Below are responses to questions OahuMPO has received about the FFYs 2017-2020 TAP Call for Projects
Q: OahuMPO has programmed an estimated amount of TAP funding in future years into the Transportation Improvement Program (TIP). What would happen if OahuMPO were to get more funding than estimated?
A: Additional appropriations are unlikely to be more than five percent and are not expected to be sufficient to fund an additional project. At a minimum, OahuMPO would want to program the amount subject to lapse in a given year. A small adjustment in the funding for programmed projects could be considered.
Q: If an applicant were also to secure funding from the State of Hawaii Department of Transportation’s (HDOT) Call for TAP Projects (from the area TAP funds), how could that affect their application? What would that mean for the mix of federal vs. local share?
A: This will be taken into consideration by the TAP evaluation committee and OahuMPO’s Policy Board. Readiness-to-go is an important factor in project selection. Any area TAP funds cannot be used as local match for TAP-U. (“Area TAP funds” fund projects selected by HDOT; “TAP-U funds” fund those selected by OahuMPO.)
Q: Can you clarify the requirements of when the local match needs to be in place? Is this at the time of the application, the time of obligation, or a different time? This is in reference to the applicant checklist: Has the total funding request, including contributions by all sources, been supplied?

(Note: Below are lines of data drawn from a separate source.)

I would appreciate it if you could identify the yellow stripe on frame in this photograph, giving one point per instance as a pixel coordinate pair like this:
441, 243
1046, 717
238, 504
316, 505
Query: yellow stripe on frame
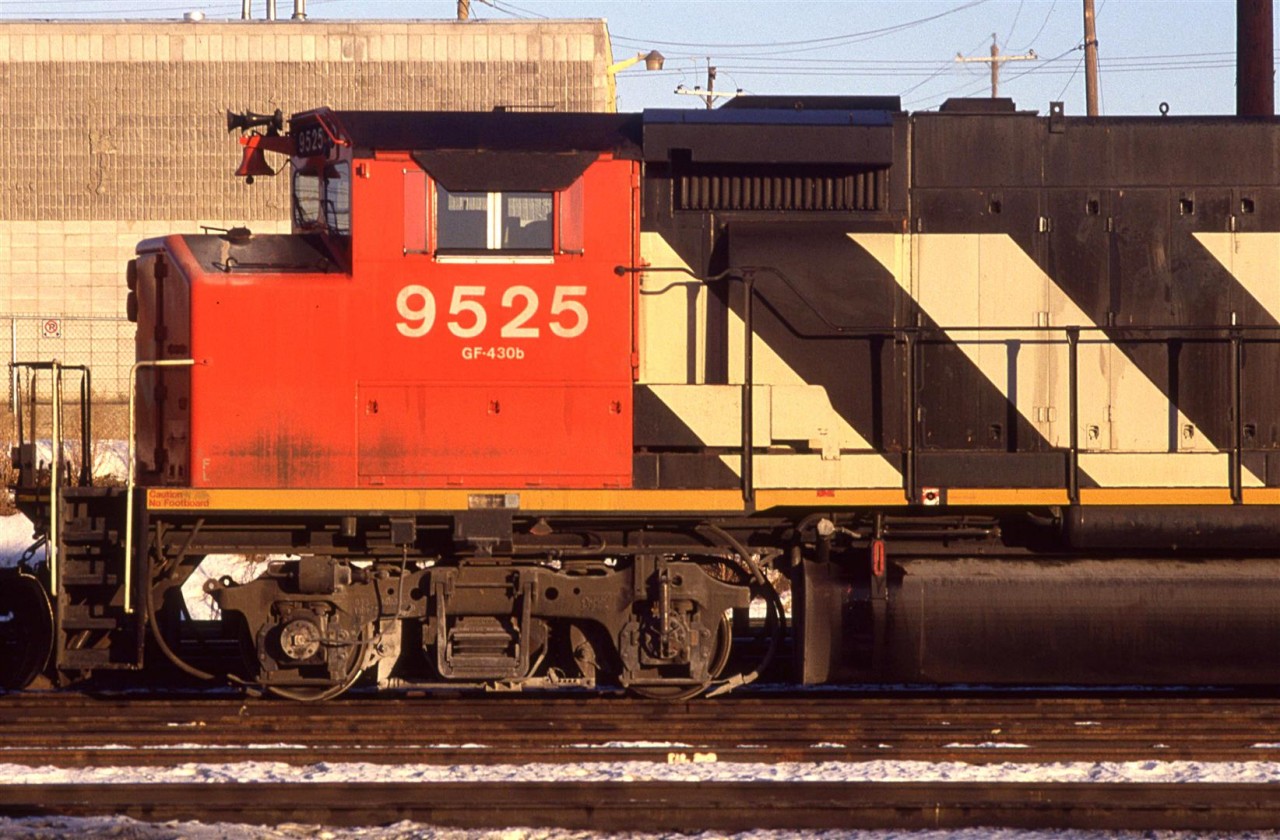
452, 500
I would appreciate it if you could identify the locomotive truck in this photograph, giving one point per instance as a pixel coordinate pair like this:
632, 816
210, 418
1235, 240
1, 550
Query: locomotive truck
533, 400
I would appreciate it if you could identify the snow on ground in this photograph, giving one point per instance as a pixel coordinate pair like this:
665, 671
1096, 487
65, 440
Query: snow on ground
16, 538
677, 768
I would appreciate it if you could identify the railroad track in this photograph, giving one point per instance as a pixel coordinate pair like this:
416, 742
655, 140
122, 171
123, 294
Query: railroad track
73, 730
675, 806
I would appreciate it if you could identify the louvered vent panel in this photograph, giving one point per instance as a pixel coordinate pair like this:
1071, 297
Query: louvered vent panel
862, 191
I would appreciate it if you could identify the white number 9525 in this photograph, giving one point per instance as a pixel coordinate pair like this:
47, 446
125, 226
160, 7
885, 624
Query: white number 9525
469, 316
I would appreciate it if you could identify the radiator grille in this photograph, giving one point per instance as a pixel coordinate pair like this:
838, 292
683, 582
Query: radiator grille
863, 191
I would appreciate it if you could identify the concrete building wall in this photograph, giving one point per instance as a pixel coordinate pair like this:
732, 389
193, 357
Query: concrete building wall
114, 132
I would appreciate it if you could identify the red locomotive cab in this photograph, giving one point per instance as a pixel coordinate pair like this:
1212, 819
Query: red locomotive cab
444, 314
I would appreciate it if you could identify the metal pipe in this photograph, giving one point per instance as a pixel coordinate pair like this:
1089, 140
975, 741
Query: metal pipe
13, 369
1237, 480
55, 471
86, 476
910, 410
748, 409
1073, 455
131, 469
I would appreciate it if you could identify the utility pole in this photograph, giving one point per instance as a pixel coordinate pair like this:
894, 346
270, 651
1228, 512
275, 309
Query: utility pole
709, 95
996, 60
1091, 60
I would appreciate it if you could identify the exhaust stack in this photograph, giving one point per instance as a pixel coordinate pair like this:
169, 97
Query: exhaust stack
1255, 62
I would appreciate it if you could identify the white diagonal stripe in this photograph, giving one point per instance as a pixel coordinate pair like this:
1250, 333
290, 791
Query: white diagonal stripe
988, 281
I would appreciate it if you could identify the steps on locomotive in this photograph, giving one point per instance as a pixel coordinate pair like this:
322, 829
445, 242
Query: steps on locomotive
94, 629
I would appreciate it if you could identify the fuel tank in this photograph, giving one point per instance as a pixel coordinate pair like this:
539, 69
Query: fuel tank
1116, 621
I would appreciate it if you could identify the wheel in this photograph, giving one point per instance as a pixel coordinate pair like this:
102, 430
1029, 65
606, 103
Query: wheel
26, 629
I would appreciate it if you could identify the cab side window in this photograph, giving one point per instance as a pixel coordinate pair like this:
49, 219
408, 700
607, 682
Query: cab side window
494, 220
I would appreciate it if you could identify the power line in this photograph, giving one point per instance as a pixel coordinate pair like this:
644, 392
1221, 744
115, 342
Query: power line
835, 40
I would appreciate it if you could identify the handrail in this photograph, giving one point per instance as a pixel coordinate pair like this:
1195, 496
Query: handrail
131, 482
910, 337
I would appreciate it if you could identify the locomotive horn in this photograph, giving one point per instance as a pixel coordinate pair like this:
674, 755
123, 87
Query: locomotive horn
274, 123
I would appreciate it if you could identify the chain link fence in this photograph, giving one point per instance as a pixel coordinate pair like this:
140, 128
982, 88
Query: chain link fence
101, 345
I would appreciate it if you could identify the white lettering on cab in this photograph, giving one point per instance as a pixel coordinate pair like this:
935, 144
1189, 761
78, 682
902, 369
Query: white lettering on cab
470, 319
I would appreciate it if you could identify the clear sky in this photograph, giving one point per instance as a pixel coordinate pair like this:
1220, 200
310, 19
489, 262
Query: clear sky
1151, 51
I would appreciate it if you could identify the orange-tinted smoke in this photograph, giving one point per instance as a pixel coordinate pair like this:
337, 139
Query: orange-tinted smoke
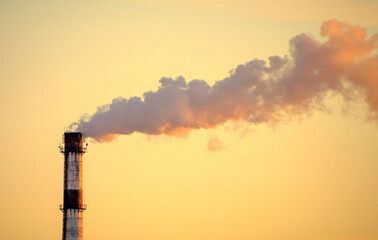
256, 91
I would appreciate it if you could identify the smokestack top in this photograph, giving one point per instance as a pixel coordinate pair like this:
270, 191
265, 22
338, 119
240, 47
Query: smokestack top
73, 142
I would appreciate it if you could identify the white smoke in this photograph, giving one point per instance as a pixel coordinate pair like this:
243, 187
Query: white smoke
257, 91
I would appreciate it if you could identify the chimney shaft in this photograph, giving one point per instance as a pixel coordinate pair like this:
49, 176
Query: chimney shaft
73, 206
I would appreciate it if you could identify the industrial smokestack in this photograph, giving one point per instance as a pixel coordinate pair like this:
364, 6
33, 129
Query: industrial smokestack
73, 206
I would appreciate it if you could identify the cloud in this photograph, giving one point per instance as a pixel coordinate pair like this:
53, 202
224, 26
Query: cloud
255, 92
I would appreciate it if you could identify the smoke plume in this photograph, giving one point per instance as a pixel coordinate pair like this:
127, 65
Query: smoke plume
257, 91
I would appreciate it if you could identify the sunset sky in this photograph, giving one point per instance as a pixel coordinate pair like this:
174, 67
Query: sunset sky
312, 176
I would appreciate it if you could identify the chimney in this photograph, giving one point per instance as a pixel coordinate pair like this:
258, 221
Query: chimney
73, 206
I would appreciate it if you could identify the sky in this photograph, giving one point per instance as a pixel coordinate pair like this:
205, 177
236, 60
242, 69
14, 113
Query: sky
310, 177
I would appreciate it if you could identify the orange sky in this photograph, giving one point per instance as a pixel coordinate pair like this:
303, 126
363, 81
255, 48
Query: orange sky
312, 178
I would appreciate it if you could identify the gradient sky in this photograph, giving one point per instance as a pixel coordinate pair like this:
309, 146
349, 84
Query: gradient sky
314, 178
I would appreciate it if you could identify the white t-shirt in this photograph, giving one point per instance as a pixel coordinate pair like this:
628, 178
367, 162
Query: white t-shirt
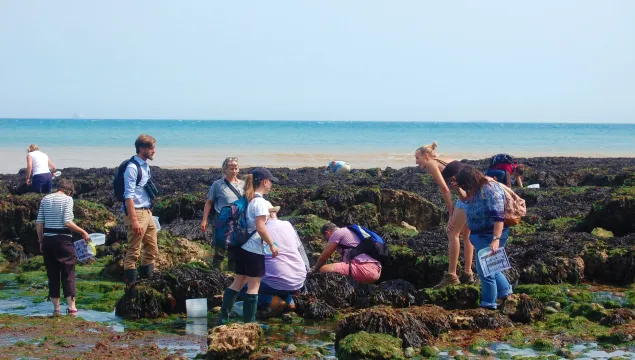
40, 162
257, 207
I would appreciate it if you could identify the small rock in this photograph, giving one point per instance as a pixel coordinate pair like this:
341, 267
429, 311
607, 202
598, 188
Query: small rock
554, 304
487, 352
289, 348
409, 352
550, 310
564, 352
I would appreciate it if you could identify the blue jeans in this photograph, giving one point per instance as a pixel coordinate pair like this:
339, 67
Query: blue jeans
495, 285
266, 293
499, 175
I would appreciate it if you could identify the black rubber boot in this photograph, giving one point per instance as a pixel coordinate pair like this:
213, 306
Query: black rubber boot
250, 306
129, 276
146, 271
229, 298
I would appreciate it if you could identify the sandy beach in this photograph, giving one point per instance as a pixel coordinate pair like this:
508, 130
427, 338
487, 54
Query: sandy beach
14, 159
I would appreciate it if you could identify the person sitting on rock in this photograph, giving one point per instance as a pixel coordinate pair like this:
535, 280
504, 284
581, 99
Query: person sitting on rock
338, 167
39, 170
443, 173
485, 218
223, 191
250, 258
504, 167
284, 274
54, 225
363, 268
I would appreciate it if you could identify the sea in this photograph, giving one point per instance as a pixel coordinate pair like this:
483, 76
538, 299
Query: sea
203, 144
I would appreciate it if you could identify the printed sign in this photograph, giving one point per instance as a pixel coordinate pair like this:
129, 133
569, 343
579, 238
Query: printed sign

A: Local match funding needs to be in place before an award is made. Essentially, that means OahuMPO needs to see evidence of commitment of local share no later than the time of the Policy Board meeting at which projects will be selected/funding will be programmed (this meeting was originally schedule for January 2017, but may be pushed back 30 days due to the deadline extension). For example, if the City/County of Honolulu is providing the local share, we would expect to see a City Council resolution and updated city budget showing the local share is allocated to this specific program by the time of the January 2017 Policy Board meeting (again, this may be pushed back 30 days).
Q: Please clarify the requirements for “certification by a licensed design professional” for projects that are purchase only.
A: To ensure a project is successful, it seems unlikely that a federal agency would accept separating out the purchase of equipment from the eventual design & installation. OahuMPO would expect a licensed design professional (e.g., professional engineer, licensed architect, licensed landscape architect) to be involved in the project to ensure that all applicable codes, laws, accessibility requirements, etc., were met both for the equipment itself and for the eventual installation. As part of the application, OahuMPO would expect to see a line item in cost estimate/project budget for that licensed design professional, identification of that professional (not necessarily by name, but something like “consultant engineer” or “engineer with the City/County”) and the project description should specify how/when the licensed design professional is involved.
Q: Please clarify the distribution timeline for funding.
A: Please see the pages from our Transportation Improvement Program (TIP) at this link, which show the distribution of TAP funding for the next 4 years (2017 through 2020).
As you will see, the distribution is NOT equal across the years; it’s roughly $1 million in 2017, 2018, & 2020, with $3.8 million in 2019. These numbers include an assumed 20% local match.
Keep in mind that this is when the federal funding will be available (and, we’ve assumed, the local match) & therefore when the reimbursement moneys would be available. Applicants could theoretically propose a Memorandum of Agreement (MOA) to incur a great deal of cost earlier and just wait for the reimbursement if their cash flow can take it.
Q: Please confirm the largest project that could be proposed, based on funding amounts.
A: Looking again at the pages from the TIP, the total federal share that is available from 2017-2020 is $5,511 million. With an assumed 20% local match of $1.378 million, that means a project total of $6.889 million. The 20% is a minimum. However, the federal share would not increase beyond that $5.511 million. (Note that future-year amounts are estimates; hopefully the federal share may be a little larger, but we cannot assume that is the case, since federal money can also be rescinded.)